My research is intrinsically outward facing and underpinned by a commitment to working with groups of people outside academia. Over the last six years I have been involved in projects with a range of disability arts organisations and SMEs (Dash, Full Circle Arts and Disability Arts Online, Drake Music) and I am a leading academic partner on the research, development and commissioning process for Sick! Festival 2019 on the theme of inequalities. As organiser of the international conference, Present Difference: The Cultural Production of Disability, I worked with the BBC, ITV news, The British Diversity Forum, Full Circle Arts and Outside Centre (disability arts organisations) and the Cornerhouse cinema to produce an event that was open to disabled people and members of the general public.
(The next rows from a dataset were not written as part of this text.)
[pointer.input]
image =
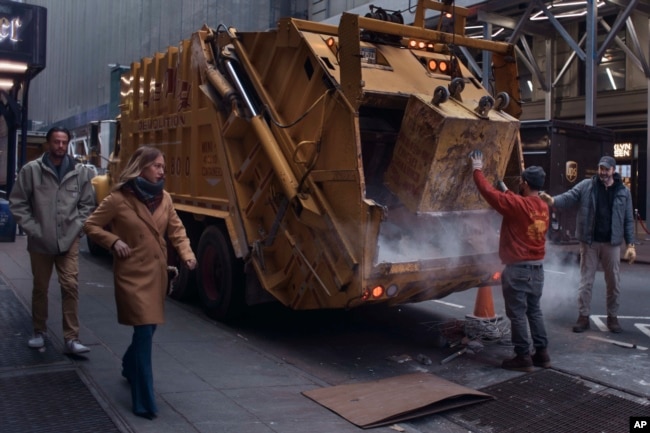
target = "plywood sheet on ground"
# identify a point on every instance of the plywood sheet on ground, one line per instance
(385, 401)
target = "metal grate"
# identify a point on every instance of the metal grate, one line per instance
(549, 401)
(50, 402)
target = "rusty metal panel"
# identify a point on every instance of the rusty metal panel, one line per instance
(430, 172)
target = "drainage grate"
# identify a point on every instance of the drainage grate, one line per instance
(16, 328)
(50, 402)
(549, 401)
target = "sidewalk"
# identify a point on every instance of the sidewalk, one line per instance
(206, 378)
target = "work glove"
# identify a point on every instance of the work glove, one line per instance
(630, 254)
(547, 198)
(476, 156)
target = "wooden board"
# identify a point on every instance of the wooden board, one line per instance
(394, 399)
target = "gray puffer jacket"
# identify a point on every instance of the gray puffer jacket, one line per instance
(584, 196)
(52, 213)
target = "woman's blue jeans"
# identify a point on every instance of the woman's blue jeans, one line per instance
(136, 367)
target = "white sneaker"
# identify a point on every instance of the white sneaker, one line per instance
(75, 346)
(37, 341)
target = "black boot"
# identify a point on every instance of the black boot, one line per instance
(541, 358)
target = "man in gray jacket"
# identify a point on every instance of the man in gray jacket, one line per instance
(604, 221)
(51, 199)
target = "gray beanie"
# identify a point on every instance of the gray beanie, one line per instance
(535, 177)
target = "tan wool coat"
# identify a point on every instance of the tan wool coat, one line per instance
(140, 279)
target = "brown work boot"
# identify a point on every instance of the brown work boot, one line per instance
(541, 358)
(582, 324)
(518, 363)
(612, 324)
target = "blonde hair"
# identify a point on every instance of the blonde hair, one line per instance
(142, 158)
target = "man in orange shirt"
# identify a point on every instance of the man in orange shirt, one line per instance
(521, 248)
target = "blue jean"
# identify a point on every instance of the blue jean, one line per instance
(522, 290)
(136, 367)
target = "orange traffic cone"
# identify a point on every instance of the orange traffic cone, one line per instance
(484, 307)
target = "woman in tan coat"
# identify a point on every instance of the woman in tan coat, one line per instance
(140, 213)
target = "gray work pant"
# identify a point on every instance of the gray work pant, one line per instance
(522, 291)
(609, 258)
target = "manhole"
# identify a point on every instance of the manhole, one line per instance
(549, 401)
(16, 328)
(51, 402)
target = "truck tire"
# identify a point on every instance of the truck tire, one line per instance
(185, 284)
(220, 276)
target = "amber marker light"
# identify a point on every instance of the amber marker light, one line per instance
(392, 290)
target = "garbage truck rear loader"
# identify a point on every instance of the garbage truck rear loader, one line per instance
(326, 166)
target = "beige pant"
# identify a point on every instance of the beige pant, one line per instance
(67, 269)
(609, 258)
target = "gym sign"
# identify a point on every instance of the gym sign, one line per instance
(571, 171)
(23, 30)
(622, 150)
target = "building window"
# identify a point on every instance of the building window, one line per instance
(610, 72)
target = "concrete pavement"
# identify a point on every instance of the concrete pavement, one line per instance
(207, 378)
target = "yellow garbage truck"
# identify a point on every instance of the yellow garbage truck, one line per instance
(326, 166)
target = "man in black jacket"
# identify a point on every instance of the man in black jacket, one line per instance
(604, 221)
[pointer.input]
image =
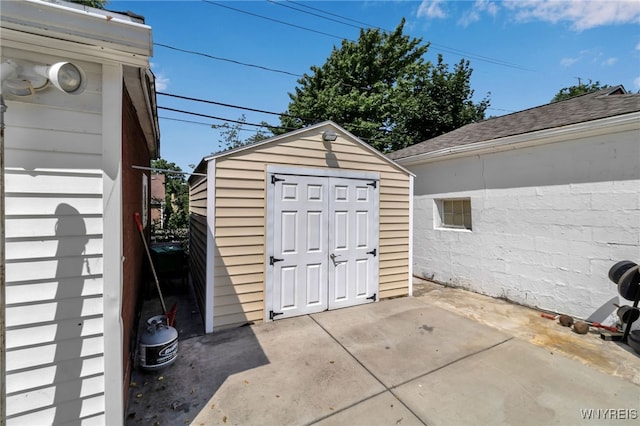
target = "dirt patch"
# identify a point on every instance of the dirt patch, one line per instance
(527, 324)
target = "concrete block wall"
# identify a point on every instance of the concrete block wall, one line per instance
(547, 222)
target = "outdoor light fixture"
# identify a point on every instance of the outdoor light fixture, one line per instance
(329, 136)
(24, 78)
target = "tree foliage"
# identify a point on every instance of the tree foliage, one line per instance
(580, 89)
(381, 89)
(176, 207)
(230, 134)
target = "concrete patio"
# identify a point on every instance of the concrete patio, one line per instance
(446, 356)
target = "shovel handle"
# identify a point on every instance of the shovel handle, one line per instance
(606, 327)
(136, 216)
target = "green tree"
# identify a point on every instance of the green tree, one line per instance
(381, 89)
(580, 89)
(176, 210)
(230, 134)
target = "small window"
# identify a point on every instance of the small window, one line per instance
(455, 213)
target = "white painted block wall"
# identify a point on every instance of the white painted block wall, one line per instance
(548, 222)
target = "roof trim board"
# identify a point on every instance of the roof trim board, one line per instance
(542, 137)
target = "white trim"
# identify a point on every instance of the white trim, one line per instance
(410, 236)
(66, 49)
(341, 173)
(268, 248)
(619, 123)
(84, 25)
(210, 253)
(270, 194)
(112, 241)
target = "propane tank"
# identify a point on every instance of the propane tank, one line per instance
(158, 344)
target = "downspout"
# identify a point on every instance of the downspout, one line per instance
(3, 346)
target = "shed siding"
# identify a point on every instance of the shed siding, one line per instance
(54, 249)
(198, 238)
(241, 214)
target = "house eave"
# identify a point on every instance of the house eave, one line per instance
(619, 123)
(80, 24)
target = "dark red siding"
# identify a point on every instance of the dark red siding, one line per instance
(134, 152)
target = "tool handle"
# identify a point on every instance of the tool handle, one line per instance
(606, 327)
(136, 216)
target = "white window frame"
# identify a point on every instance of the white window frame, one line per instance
(441, 221)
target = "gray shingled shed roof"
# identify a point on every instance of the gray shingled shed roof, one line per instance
(604, 103)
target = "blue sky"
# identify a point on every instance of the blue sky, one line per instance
(522, 52)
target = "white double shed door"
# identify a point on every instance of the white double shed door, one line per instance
(322, 241)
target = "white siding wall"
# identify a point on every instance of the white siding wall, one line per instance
(548, 221)
(54, 249)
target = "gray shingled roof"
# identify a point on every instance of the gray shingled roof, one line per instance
(604, 103)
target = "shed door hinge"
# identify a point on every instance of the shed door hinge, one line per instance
(273, 314)
(273, 260)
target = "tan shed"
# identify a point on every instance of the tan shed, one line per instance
(311, 220)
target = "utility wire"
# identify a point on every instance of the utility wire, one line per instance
(223, 104)
(206, 55)
(313, 14)
(331, 14)
(226, 119)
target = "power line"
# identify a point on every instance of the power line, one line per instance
(223, 104)
(313, 14)
(331, 14)
(206, 55)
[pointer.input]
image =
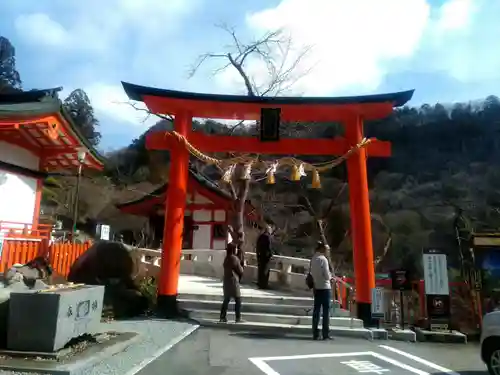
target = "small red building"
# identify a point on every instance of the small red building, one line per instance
(36, 136)
(206, 216)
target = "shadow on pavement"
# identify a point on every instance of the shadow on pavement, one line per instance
(269, 336)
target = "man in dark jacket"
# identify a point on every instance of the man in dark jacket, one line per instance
(264, 255)
(233, 271)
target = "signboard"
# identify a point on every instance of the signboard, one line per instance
(400, 280)
(2, 237)
(104, 232)
(435, 272)
(437, 289)
(378, 308)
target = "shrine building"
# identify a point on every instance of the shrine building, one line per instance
(205, 219)
(37, 136)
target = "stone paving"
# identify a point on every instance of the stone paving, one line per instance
(191, 284)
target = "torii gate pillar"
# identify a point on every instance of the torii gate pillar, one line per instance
(361, 230)
(174, 220)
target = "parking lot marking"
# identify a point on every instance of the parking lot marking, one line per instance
(311, 356)
(399, 364)
(263, 366)
(260, 362)
(425, 362)
(365, 367)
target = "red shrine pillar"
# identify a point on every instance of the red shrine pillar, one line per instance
(361, 230)
(175, 204)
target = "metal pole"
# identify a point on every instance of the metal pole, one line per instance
(75, 202)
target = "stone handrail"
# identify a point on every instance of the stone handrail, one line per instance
(287, 273)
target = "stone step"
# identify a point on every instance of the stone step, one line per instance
(276, 318)
(284, 329)
(271, 299)
(253, 307)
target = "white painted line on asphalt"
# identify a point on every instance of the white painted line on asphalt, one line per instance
(399, 364)
(260, 362)
(310, 356)
(134, 370)
(263, 366)
(425, 362)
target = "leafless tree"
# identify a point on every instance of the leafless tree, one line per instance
(275, 49)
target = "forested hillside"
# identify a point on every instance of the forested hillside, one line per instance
(445, 158)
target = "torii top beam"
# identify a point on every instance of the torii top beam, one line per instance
(239, 107)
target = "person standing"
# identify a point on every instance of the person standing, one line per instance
(264, 255)
(233, 272)
(322, 279)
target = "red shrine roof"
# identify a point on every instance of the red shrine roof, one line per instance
(197, 182)
(36, 120)
(314, 109)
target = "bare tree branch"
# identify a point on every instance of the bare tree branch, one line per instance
(149, 113)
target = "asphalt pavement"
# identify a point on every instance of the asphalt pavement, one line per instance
(219, 352)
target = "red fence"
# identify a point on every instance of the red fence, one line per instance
(61, 255)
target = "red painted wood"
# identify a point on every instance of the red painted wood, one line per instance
(252, 145)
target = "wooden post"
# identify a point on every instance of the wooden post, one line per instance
(360, 221)
(174, 221)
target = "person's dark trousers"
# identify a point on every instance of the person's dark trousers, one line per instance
(322, 298)
(225, 305)
(263, 273)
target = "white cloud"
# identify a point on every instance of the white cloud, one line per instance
(355, 43)
(102, 31)
(95, 26)
(455, 15)
(111, 100)
(39, 28)
(351, 40)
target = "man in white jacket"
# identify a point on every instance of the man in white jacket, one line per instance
(322, 277)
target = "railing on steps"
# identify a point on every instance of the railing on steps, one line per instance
(287, 272)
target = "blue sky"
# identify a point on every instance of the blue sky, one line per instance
(447, 50)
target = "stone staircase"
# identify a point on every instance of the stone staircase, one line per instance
(286, 310)
(271, 314)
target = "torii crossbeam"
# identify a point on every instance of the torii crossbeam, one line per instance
(350, 111)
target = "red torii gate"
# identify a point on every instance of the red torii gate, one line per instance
(351, 111)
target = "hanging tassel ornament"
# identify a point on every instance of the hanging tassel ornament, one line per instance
(228, 174)
(270, 173)
(298, 172)
(316, 182)
(247, 172)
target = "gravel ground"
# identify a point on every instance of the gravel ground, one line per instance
(155, 335)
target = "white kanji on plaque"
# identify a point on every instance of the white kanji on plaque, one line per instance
(365, 367)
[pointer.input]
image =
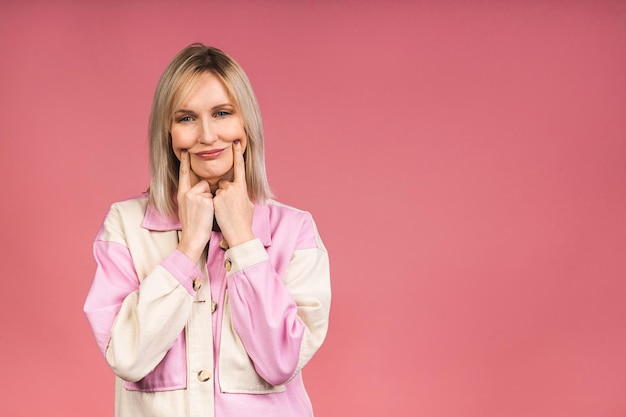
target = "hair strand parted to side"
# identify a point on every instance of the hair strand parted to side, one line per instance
(175, 83)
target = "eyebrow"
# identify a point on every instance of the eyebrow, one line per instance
(217, 106)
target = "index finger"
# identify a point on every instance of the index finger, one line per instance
(239, 165)
(184, 180)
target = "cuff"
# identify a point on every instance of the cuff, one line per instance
(182, 269)
(245, 255)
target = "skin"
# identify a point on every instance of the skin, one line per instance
(210, 187)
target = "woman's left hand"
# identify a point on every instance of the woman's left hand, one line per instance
(232, 205)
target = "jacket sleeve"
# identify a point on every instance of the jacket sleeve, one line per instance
(281, 321)
(134, 321)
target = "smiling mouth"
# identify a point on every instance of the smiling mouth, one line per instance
(212, 154)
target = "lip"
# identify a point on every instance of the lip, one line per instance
(209, 154)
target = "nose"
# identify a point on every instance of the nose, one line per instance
(207, 134)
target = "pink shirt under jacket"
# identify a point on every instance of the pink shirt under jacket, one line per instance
(226, 337)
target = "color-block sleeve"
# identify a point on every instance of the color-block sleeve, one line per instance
(281, 322)
(136, 322)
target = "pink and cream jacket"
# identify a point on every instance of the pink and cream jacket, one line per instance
(228, 336)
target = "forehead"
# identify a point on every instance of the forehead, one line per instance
(202, 89)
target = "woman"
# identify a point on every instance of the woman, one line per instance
(209, 297)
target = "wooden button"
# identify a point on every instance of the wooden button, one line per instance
(204, 375)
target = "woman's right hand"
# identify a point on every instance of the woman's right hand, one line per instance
(195, 211)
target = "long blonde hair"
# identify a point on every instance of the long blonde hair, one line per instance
(175, 83)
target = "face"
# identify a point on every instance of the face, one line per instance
(206, 124)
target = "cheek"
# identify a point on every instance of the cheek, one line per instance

And as curator of the Manchester element of the first UK wide Disability Film Festival, I put together a programme and themed sessions which combined archival news footage, short films and animation to explore the themes of love, work and ordinariness.

My workstream (‘Now you see us’) on my current AHRC funded project, D4D: disability and community involves work with youth zones (Bolton Lads and Girls Club), a local school (Parrenthorn in Prestwich) and the New Vic Theatre in Stoke, the aim being to work together using arts-based approaches to explore questions of community, identity, equality and inclusion. D4D is shaped around stake-holder co-production and involves working with a range of organisations: ADWUK (Action on Disability and Work UK), DAO (Disability Arts Online), DadaFest, DRUK (Disability Rights UK), Graeae Theatre Company, Mencap, Stroke support groups (Bristol and Cornwall), MS Society UK, NDACA (National Disability Arts Collection and Archive) - SHAPE ARTS. I have also worked closely with the artist and film maker Liz Crow to bring her exhibition Resistance about the T4 project to the Zion Arts Centre in Hulme (February/March 2012) and I have recently published a co-produced piece with her about the use of new social media in arts-based disability activism based on an analysis of the twitter feed that was generated by her exhibition, ‘Bedding Out’. My research on dementia, ageing and disability has also developed through my engagement with creative enterprises such as the Manchester based Small Things. I was a named academic partner on the Arts Council England funding application for ‘The Island’, a project that used The Tempest in the production of a new piece of theatre with residents with dementia at Shore Green in Wythenshaw. This work is discussed in a forthcoming essay with my colleague Hannah Zeilig in John Keady et al, Social Research Methods in Dementia Studies: Inclusion and Innovation (forthcoming 2017).  I have also been invited to serve on the advisory board for a Scottish Film Education project on autism in film and engaging young people with a diagnosis of autism as learners, audience, film makers and actors. I curated Discovery Zone 11 (‘Brainy quotations’) for the Brain box event, Manchester Day (June 19th), and I convened the international Value, Creativity and Human Flourishing workshop here at Manchester Metropolitan University (July 27th-28th). This event that brought together academics, artists, care providers and service users in the exploration of the potential, limits and impact of the arts in relation to questions of human flourishing.